Table 1. Nested Statistical Models Used in the Study to Describe the Annual Cycle of Chlorophyll Concentration in the Central North Atlantic
Model NumberFitted Models
1log(μ) = β0
2log(μ) = β0 + [β1 × t]
3log(μ) = β0 + [β2 × Sin(2πt) + β3 × Cos(2πt)]
4log(μ) = β0 + [β1 × t] + [β2 × Sin(2πt) + β3 × Cos(2πt)]
5log(μ) = β0 + [β2 × Sin(2πt) + β3 × Cos(2πt)] + [β4 × Sin(4πt) + β5 × Cos(4πt)]
6log(μ) = β0 + [β1 × t] + [β2 × Sin(2πt) + β3 × Cos(2πt)] + [β4 × Sin(4πt) + β5 × Cos(4πt)]
7log(μ) = β0 + [β1 × t] + [β2 × Sin(2πt) + β3 × Cos(2πt)] + [β6 × Sin(2πt) × t + β7 × Cos(2πt) × t]
8log(μ) = β0 + [β1 × t] + [β2 × Sin(2πt) + β3 × Cos(2πt)] + [β4 × Sin(4πt) + β5 × Cos(4πt)] + [β6 × Sin(2πt) × t + β7 × Cos(2πt) × t]

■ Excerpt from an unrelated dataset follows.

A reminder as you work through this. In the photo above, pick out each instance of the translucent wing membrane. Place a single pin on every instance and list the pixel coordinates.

[8] Dates of bloom onset, maturity, start of bloom decay, and bloom termination were extracted from the fitted functions using the criteria of Jonsson and Eklundh [2004]. Using minimum and maximum concentrations established from the fitted model over the annual cycle at a given location, bloom onset and termination are defined as the period when chlorophyll concentration attains and declines, respectively, to 10% of the maximum concentration. Similarly, bloom maturity and decay are defined as the period when chlorophyll concentration attains and declines, respectively, to 90% of the maximum concentration observed over the annual cycle.

3. Results

[9] Figure 1 (top) shows the spatial distribution of the eight models constructed to represent the annual cycle of chlorophyll concentration in the study area, with each color representing a different statistical model listed in Table 1. Figure 1 (bottom) shows similar results obtained using OLS linear regression. There are stark differences between the two analyses, with the OLS linear regression approach tending to choose higher order models such as models 5 and 6. This is a consequence of the model inadequacy: the OLS linear regression approach frequently chooses models with the second harmonic or a time trend, where neither is needed. This example illustrates the perils of using simple Gaussian techniques for non-Gaussian data. While incorrectly specified models might provide an adequate functional form, statistical inference based on such models is usually unreliable and can lead to misleading results such as spurious trends.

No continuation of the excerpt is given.